L’image est compatible avec un scan de très basse résolution tel qu’on le pratiquait il y a une trentaine d’années, avec des épaisseurs de coupe importantes mais on ne dispose d’aucune spécification technique pour l’interpréter.

Dans une vidéo que nous avons eu à commenter dans l’interview de BTLV [1], un radiologue se présentant comme ayant 35 ans d’expérience présente un os coupé (en position anatomique de l’humérus) comme une fracture, alors qu’on voit nettement un os coupé et collé au niveau du coude grâce à un amas de matière opaque. L’os a été raccourci pour avoir la même longueur que son homologue de l’autre côté. En revanche, on ne voit sur ces radios ou sur les scans ci-dessous aucune trace de masse musculaire, il s’agit d’os secs enrobés de papier ou d’une matière à identifier.

On voit également sur cette radio que les os situés en position des fémurs sont des os juvéniles (présence de cartilages de conjugaison) alors que d’autres os longs ne présentent pas ces cartilages. Il s’agit donc d’un assemblage d’os animaux provenant d’individus d’âge différent.
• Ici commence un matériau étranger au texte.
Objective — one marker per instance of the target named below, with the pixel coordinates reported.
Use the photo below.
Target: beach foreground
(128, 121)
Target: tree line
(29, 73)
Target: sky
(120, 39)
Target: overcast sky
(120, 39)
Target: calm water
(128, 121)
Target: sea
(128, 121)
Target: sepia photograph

Enfin, la vidéo montre des images du scanner qui a été fait (mais auxquels les fichiers à notre disposition ne correspondaient pas) ; on y voit, comme sur les radios, que l’avant-bras (antebrazo) est constitué d’un seul os et non de deux comme chez les reptiles (et bien sûr les mammifères), ce qui signifie que la main était bloquée sans pouvoir effectuer des mouvements de pronation et supination. En outre, cet os de l’avant-bras n’a ni la même longueur ni la même épaisseur de corticale à droite et à gauche, ce qui signifie que ces deux os proviennent d’individus différents.

En conclusion, il semble que soit les examens ont été effectués avec des appareils de très mauvaise qualité, soit les documents communiqués sont volontairement médiocres pour empêcher une analyse précise. A ce jour, on attend toujours des images scanner de qualité correcte permettant une visite virtuelle du contenu de ces mannequins surnommés Alberto et Josefina. Malgré des demandes répétées ces scans ne nous ont pas été transmis, et on attend donc leur publication de la part de l’inventeur.

Enfin, en ce qui concerne la momie surnommée Maria, il s’agit d’une authentique momie précolombienne, dont la datation radiocarbone est correcte (1700 ans Before Present), porteuse d’une déformation crânienne typique de la région, bien visible au scanner et sur les radios, mais dont les oreilles ont été coupées et les mains et les pieds mutilés pour faire croire à une tridactylie, tandis qu’une fente palpébrale horizontale factice a été façonnée sur les orbites pour donner une allure reptilienne.

En conclusion, ces restes hétérogènes (il y a aussi des mains « géantes » où des phalanges et des métacarpiens humains ont été intercalés, parfois à l’envers, pour rallonger les doigts) sont clairement des montages fabriqués, en dehors d’une momie véritable et ancienne sur laquelle ont été pratiquées des manipulations.